A key contribution of AnomalyGen relates to efforts by Chen and her colleagues to bridge what is known as a “domain gap” between natural language descriptions and 3D simulated environments. Chen notes that while it’s difficult to develop systems that can work across the divides that separate domains, “our simulations are improving, and this gap is expected to become smaller in the future.”

Results and next steps

The researchers found that across the more than 100 hazardous scenarios generated by AnomalyGen, the system was able to resolve them 83% of the time. The main reason it failed was similar to why a robot might have trouble in a home — it was often confused by “everyday clutter” in the virtual environments. Chen and her colleagues note that results will likely improve in the future as researchers develop better learning algorithms.

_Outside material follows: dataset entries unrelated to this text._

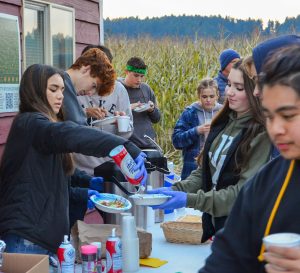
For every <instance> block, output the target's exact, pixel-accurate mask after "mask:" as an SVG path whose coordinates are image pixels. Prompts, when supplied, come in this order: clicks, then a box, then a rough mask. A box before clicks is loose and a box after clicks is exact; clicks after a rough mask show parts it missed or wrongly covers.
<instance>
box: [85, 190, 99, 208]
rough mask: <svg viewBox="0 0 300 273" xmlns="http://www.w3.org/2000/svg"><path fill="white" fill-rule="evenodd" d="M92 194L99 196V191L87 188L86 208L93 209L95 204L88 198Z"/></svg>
mask: <svg viewBox="0 0 300 273" xmlns="http://www.w3.org/2000/svg"><path fill="white" fill-rule="evenodd" d="M92 195H96V196H100V193H99V192H97V191H95V190H88V205H87V206H88V209H94V208H95V205H94V202H93V201H92V200H90V197H91V196H92Z"/></svg>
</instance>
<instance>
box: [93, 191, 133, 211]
mask: <svg viewBox="0 0 300 273" xmlns="http://www.w3.org/2000/svg"><path fill="white" fill-rule="evenodd" d="M90 199H91V201H92V202H93V203H94V204H95V207H96V208H97V209H99V210H102V211H104V212H108V213H121V212H124V211H126V210H129V209H131V207H132V205H131V202H130V201H129V200H127V199H126V198H124V197H122V196H120V195H116V194H110V193H101V194H100V195H98V196H97V195H92V196H91V197H90Z"/></svg>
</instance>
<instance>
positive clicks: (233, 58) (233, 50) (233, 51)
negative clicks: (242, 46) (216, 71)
mask: <svg viewBox="0 0 300 273" xmlns="http://www.w3.org/2000/svg"><path fill="white" fill-rule="evenodd" d="M236 58H241V57H240V55H239V53H237V52H236V51H235V50H233V49H231V48H229V49H225V50H224V51H223V52H222V53H221V54H220V57H219V59H220V64H221V71H223V70H224V69H225V68H226V66H227V65H228V64H229V63H230V62H231V61H232V60H234V59H236Z"/></svg>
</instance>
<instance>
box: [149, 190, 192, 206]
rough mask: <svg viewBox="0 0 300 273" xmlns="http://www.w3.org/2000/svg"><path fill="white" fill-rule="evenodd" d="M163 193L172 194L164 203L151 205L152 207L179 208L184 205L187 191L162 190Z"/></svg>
mask: <svg viewBox="0 0 300 273" xmlns="http://www.w3.org/2000/svg"><path fill="white" fill-rule="evenodd" d="M162 193H163V194H165V195H170V196H172V197H171V198H170V199H168V200H167V201H166V202H165V203H163V204H161V205H157V206H151V207H152V208H153V209H168V210H172V209H179V208H182V207H185V206H186V201H187V193H186V192H183V191H163V192H162Z"/></svg>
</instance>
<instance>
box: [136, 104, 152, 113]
mask: <svg viewBox="0 0 300 273" xmlns="http://www.w3.org/2000/svg"><path fill="white" fill-rule="evenodd" d="M149 108H150V104H149V103H143V104H142V105H140V106H137V107H135V108H134V109H133V110H134V111H135V112H138V113H140V112H144V111H147V110H148V109H149Z"/></svg>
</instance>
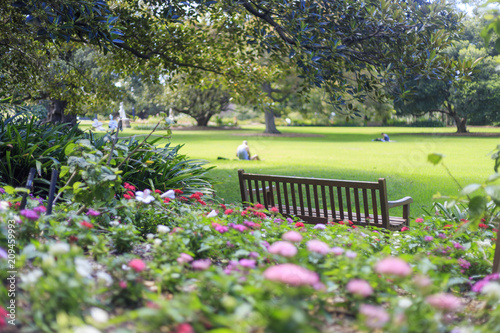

While this current work was conducted in a simulated environment, Chen hopes to collaborate with robotics researchers at MBZUAI to modify the system so that it can be used with real robots. Moving into the real world will allow the researchers to collect data from the robots and fine-tune the foundation models with this real-world data.

If robots really are to play a role in our daily lives, scientists and developers will need to build systems that are more useful and easier for people to interact with. A key aspect is that these systems will anticipate users’ daily behavior and do what is expected of them, Chen explains.

When this happens, the benefits may be enormous. “I think robots will really change our daily lives, making them more convenient, and that’s what motivates me,” Chen says.